A law allowing voluntary chemical castration was created in the UK in 2007 by then home secretary John Reid.

On April 30, 2010, a 30-year-old man in the United Kingdom found guilty of attempting to murder a 60-year-old woman in order to abduct and rape her two granddaughters (aged eight and two) agreed to undergo chemical castration as part of the terms of his sentence. He was jailed for a minimum of 10 years at the High Court in Glasgow.

Oceania

Australia
In 2010, a  58-year-old repeat child sex offender who had been subject to chemical castration was accused of inappropriately touching and kissing a seven-year-old young girl. He was found not guilty by a jury, which was not informed of the context of his previous offenses.

New Zealand 
In New Zealand, the antilibidinal drug cyproterone acetate is sold under the name Androcur. In November 2000 convicted child sex offender Robert Jason Dittmer attacked a victim while on the drug.

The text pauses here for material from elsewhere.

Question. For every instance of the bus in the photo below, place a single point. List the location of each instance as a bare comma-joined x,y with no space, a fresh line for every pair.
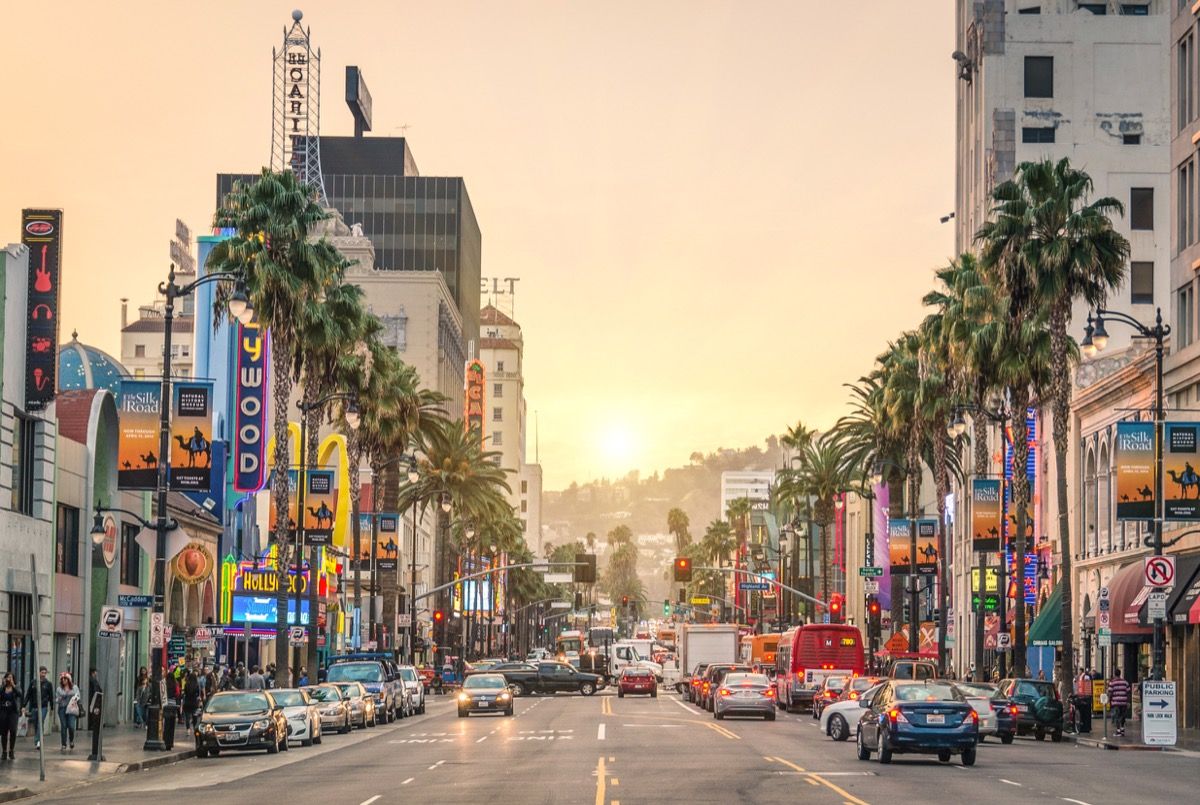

In 2009 a study into the effectiveness of the drug by Dr David Wales for the Corrections Department found that no research had been conducted in New Zealand into the effectiveness and such trials were "ethically and practically very difficult to carry out."

Objections 
The American Civil Liberties Union of Florida opposes the administration of any drug that is dangerous or has significant irreversible effect as an alternative to incarceration; however, they do not oppose the use of antiandrogen drugs for sex offenders under carefully controlled circumstances as an alternative to incarceration.  Law professor John Stinneford has argued that chemical castration is a cruel and unusual punishment because it exerts control over the mind of sex offenders to render them incapable of sexual desire and subjects them to the physical changes caused by the hormones used.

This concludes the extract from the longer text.